We are fortunate this season that the Fever appears to have struck on a Friday. Most people don't have to go to work tomorrow. In years when the attacks come on a Monday or Tuesday, the next day you will witness our downtown streets populated with workers in plaids and woolens and pashminas. Weather that started cool and gray at sunrise will have evolved by noon into a blue glare of sky and beach temperatures. By 2 p.m. the downtown temperature may be in the 80s. September is typically our hottest month in Southern California, which is why Acorn Fever is so insidious. By 3 p.m., police and other emergency agencies will be cruising the streets, watching for dark clumps of woolens where a citizen has collapsed and is dissolving into a puddle of sweat on the sidewalk.

Acorn Fever hardly ever strikes twice the same way, but the result is always the same. There is the viral suggestion of fall, enough to make people find sweaters and pull out stewpots, but the suggestion is short-lived, quickly followed by typical September temperatures in the 90s or over 100, which catch the afflicted in their tracks, or in their cars with the heaters on.

Sometimes Acorn Fever arrives with a snap, or what we call a snap in this part of the world. Snaps usually arrive at the end of a particularly hot July and August. A couple of years ago, we hit 118 one afternoon in July. People forget that Southern California essentially is a desert, all the way to the ocean. If we didn't import water over long interstate distances, very few people would live here at all. So after a summer like that, one morning in September the temperature will actually briefly slip below 60. That is what we call a snap.

But this summer has been atypically cool, very few afternoons even into the 90s, even inland, away from the ocean. Among Acorn Fever observers, interest was heightened as September arrived. How might it hit this year, if at all? A September without Acorn Fever would make history. Last Monday, I noticed – or more than noticed – I felt – the morning light arrive later, and the evening dusk arrive sooner. A circadian gear shifted in my head.

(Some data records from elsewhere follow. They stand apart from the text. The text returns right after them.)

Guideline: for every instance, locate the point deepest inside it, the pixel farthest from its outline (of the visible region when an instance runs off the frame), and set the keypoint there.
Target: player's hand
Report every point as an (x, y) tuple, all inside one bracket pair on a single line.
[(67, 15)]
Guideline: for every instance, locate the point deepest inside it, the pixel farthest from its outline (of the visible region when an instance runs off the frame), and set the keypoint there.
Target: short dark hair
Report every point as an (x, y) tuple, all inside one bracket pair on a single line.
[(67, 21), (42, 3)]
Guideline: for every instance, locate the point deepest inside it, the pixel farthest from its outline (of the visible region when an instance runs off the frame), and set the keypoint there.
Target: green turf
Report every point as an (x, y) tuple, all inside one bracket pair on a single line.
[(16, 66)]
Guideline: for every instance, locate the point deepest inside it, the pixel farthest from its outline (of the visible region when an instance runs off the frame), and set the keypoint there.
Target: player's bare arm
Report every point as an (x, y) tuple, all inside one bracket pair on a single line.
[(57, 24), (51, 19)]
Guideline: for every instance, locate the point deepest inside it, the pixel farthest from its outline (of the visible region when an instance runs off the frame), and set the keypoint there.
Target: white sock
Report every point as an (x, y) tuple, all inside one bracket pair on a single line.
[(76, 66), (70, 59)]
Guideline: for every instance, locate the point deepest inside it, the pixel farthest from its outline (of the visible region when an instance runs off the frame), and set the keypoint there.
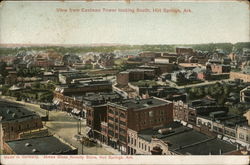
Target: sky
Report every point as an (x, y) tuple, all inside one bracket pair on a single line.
[(41, 23)]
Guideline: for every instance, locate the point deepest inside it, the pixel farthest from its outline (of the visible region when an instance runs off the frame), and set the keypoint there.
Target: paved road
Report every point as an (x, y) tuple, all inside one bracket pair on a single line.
[(65, 126), (196, 85)]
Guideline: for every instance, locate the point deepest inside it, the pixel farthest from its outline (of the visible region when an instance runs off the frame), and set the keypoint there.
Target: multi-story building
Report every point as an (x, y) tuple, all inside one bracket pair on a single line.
[(189, 112), (231, 126), (96, 106), (184, 51), (243, 135), (15, 119), (136, 115), (123, 78), (175, 139), (244, 75), (245, 94), (66, 96), (221, 68)]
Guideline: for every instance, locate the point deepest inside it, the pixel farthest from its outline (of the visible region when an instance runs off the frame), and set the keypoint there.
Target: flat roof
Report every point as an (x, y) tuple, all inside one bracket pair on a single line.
[(213, 147), (138, 104), (10, 111), (39, 146), (184, 140)]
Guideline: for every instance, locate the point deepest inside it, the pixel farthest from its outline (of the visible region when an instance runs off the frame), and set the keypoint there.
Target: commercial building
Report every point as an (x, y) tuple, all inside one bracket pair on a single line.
[(123, 78), (243, 75), (136, 115), (175, 139), (220, 68), (65, 96), (245, 95), (16, 119)]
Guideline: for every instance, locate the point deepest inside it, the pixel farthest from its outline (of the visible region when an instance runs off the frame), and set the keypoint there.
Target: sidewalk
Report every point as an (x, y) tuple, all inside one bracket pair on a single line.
[(110, 149)]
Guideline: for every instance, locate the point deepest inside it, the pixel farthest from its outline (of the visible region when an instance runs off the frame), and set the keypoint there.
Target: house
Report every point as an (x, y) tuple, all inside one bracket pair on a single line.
[(48, 145), (136, 115)]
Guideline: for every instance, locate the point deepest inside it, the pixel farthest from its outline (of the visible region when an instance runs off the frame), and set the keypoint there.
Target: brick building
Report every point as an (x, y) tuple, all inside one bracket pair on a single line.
[(245, 76), (220, 68), (96, 106), (15, 120), (164, 68), (66, 97), (130, 75), (175, 139), (35, 146), (184, 51), (135, 115), (245, 94)]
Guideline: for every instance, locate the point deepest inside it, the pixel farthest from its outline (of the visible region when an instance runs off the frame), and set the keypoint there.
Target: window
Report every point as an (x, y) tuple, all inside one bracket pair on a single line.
[(111, 111), (111, 118), (122, 131), (111, 125), (241, 136), (122, 115), (209, 125), (110, 132), (122, 123), (199, 121), (122, 138), (151, 113)]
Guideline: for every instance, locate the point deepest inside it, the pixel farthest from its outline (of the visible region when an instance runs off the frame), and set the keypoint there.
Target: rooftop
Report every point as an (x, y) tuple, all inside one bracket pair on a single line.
[(138, 104), (40, 146), (213, 147), (184, 140), (9, 112)]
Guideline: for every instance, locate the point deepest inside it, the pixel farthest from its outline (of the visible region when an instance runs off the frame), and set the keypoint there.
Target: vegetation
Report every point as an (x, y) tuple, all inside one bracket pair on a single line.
[(37, 92), (227, 47), (144, 83), (29, 72)]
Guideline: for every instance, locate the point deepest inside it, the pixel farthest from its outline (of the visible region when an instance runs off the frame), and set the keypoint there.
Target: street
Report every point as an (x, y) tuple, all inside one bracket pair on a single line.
[(64, 126)]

Then on Wednesday, driving home in the early evening, objects beyond the windshield lost their edges, reminding me of the scene in "Dark Victory" when Bette Davis wonders where the clouds came from so suddenly. I'm at an age where I have lost both hips and my prostate, so it wasn't difficult for me to imagine instant glaucoma. I rubbed my eyes.

But then I looked at the windshield and saw the film of fog spreading upward from the dashboard. I couldn't feel it, but the glass was sensitive enough to feel some differential in the air. It was the Fever out there, incubating. Then today the morning clouds didn't burn off. It even drizzled. At 2:30, the clouds are still there and the house feels cool. Too cool. It is so cozy in this sweater. I should probably build a fire, but I think I'll settle for a couple of chili dogs and see if the thing blows over.

1 comment:

  1. This is so funny, dad. Oooohh, I miss Acorn Fever! I can almost really feel it myself though, in my bones, after reading your post. Can't wait to share a fire with you both up there on the hill!